Suddenly, they were the fashionable pick, even though their seeding didn’t quite match the hype, much to the displeasure of Ross.

“The fact that Michigan State was a four seed hurt a very good 13 seed,” Ross said of his his Blue Hens. “If they were a four seed, the whole world wouldn’t be picking them to win the NCAA tournament.”

Izzo said it was Heathcote, with whom he converses frequently, who helped talk him down during his most pessimistic moments.

“Jud’s a funny guy,” he said. “There’s times I think he thinks our team is the worst team in America – until I start to think that way. Then he’s letting me now that’s it’s a lot better than I think. He gets confusing to me sometimes.”

Izzo had his glass-half-empty mindset in full display after Thursday’s game, no doubt already fretting over Saturday’s matchup with 12th-seeded Harvard. It may have looked like a walkover to everyone else, but not him.

“We took some steps backwards, too, don’t kid yourself,’’ Izzo said. “We were not very disciplined, we did not play as intelligently as I think we could with our leads. It will give us something to work on tonight.”

But Payne, who nearly declared for the NBA draft last year before deciding to come back for one last Final Four run, didn’t leave many openings for criticism.

His personal journey appears to be just as exemplary. After enduring the heartbreak of having, at age 13, his mother die in his arms after a severe asthmatic attack, and his grandmother, who became his legal guardian, die two years ago from respiratory failure, Payne has soared at Michigan State. And not just on the basketball court.
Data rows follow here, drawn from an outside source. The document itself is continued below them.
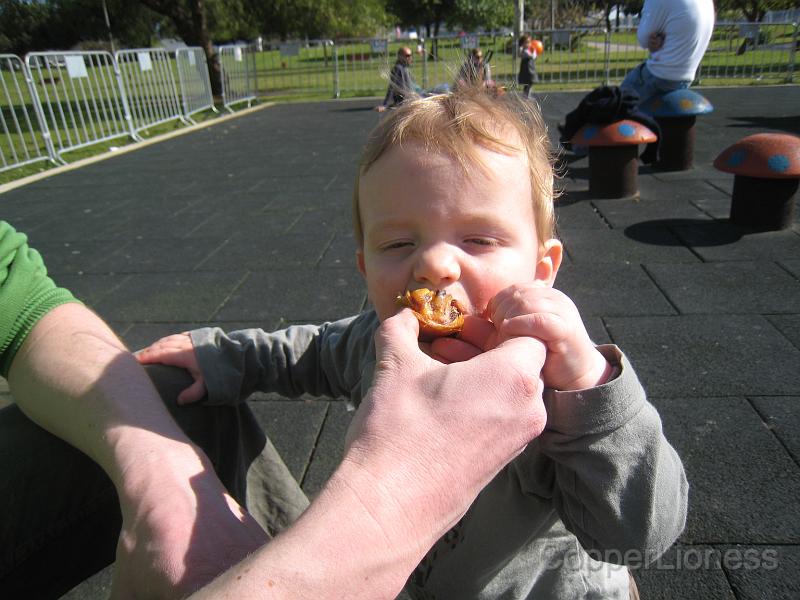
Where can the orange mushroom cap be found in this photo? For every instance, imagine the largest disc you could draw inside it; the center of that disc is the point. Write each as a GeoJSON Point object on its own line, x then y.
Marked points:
{"type": "Point", "coordinates": [677, 103]}
{"type": "Point", "coordinates": [619, 133]}
{"type": "Point", "coordinates": [767, 155]}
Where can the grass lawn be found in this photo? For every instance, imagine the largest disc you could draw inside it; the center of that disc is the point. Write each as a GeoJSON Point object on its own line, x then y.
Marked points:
{"type": "Point", "coordinates": [294, 72]}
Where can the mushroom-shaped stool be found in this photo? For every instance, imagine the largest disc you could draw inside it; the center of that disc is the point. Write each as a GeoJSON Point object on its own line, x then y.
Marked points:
{"type": "Point", "coordinates": [676, 113]}
{"type": "Point", "coordinates": [613, 156]}
{"type": "Point", "coordinates": [767, 169]}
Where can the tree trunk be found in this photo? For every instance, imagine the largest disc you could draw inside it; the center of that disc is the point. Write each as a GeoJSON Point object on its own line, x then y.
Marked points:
{"type": "Point", "coordinates": [192, 26]}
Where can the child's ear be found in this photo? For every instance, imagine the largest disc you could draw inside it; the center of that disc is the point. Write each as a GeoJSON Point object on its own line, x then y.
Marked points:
{"type": "Point", "coordinates": [549, 262]}
{"type": "Point", "coordinates": [360, 262]}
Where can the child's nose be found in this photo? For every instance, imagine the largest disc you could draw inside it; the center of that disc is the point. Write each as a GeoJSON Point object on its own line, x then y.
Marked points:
{"type": "Point", "coordinates": [437, 266]}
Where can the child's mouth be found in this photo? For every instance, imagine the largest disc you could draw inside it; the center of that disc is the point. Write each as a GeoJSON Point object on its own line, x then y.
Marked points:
{"type": "Point", "coordinates": [438, 313]}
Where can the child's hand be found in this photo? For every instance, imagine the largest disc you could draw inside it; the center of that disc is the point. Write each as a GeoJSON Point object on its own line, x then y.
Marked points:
{"type": "Point", "coordinates": [535, 310]}
{"type": "Point", "coordinates": [177, 351]}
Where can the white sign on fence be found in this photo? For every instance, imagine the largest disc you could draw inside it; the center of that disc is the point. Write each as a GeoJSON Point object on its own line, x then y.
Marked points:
{"type": "Point", "coordinates": [379, 46]}
{"type": "Point", "coordinates": [290, 49]}
{"type": "Point", "coordinates": [470, 41]}
{"type": "Point", "coordinates": [76, 67]}
{"type": "Point", "coordinates": [145, 64]}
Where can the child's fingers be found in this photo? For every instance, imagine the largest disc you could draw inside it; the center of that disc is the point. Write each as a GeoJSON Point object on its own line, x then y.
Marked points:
{"type": "Point", "coordinates": [478, 332]}
{"type": "Point", "coordinates": [548, 327]}
{"type": "Point", "coordinates": [193, 393]}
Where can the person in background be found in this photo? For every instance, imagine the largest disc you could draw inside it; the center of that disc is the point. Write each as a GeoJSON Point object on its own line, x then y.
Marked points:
{"type": "Point", "coordinates": [474, 71]}
{"type": "Point", "coordinates": [88, 434]}
{"type": "Point", "coordinates": [454, 201]}
{"type": "Point", "coordinates": [527, 65]}
{"type": "Point", "coordinates": [676, 33]}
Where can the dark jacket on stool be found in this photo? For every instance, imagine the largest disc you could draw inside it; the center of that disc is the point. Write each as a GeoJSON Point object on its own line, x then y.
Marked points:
{"type": "Point", "coordinates": [608, 104]}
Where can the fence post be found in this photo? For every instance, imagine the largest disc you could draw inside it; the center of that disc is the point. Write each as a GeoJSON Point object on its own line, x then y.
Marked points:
{"type": "Point", "coordinates": [336, 90]}
{"type": "Point", "coordinates": [126, 109]}
{"type": "Point", "coordinates": [424, 63]}
{"type": "Point", "coordinates": [792, 55]}
{"type": "Point", "coordinates": [37, 108]}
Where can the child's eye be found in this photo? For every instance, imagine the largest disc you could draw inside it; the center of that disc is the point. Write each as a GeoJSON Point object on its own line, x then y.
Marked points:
{"type": "Point", "coordinates": [395, 245]}
{"type": "Point", "coordinates": [482, 241]}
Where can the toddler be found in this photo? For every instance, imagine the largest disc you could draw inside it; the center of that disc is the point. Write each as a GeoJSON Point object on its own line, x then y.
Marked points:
{"type": "Point", "coordinates": [455, 193]}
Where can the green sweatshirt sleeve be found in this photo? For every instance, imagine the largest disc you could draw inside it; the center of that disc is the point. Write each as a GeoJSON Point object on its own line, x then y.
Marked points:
{"type": "Point", "coordinates": [26, 292]}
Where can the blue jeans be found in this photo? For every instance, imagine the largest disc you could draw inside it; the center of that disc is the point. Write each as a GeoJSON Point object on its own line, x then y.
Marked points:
{"type": "Point", "coordinates": [646, 85]}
With a learning disability diagnosed in kindergarten, he earned Academic All-Big Ten honors as a junior. He also won the conference’s Sportsmanship Award that year, and earns raves for his coachability.

Payne’s decision to delay the NBA riches that will soon come his way was typical, Izzo said. Now he’s regarded as a surefire first-rounder – and may be a lottery pick by the time March Madness ends.

“He made the right decision to stay,” Izzo said. “Yes, he made the right decision for me, and everyone can write that. He made the right decision for him. He’s a much better player. He’s a much more cerebral player. He’s a much stronger player.”

And while Harvard and North Dakota State were slaying favorites here in Spokane in games that bookended this one, Payne is making sure that his legacy – and Michigan State’s advancement – keeps moving forward.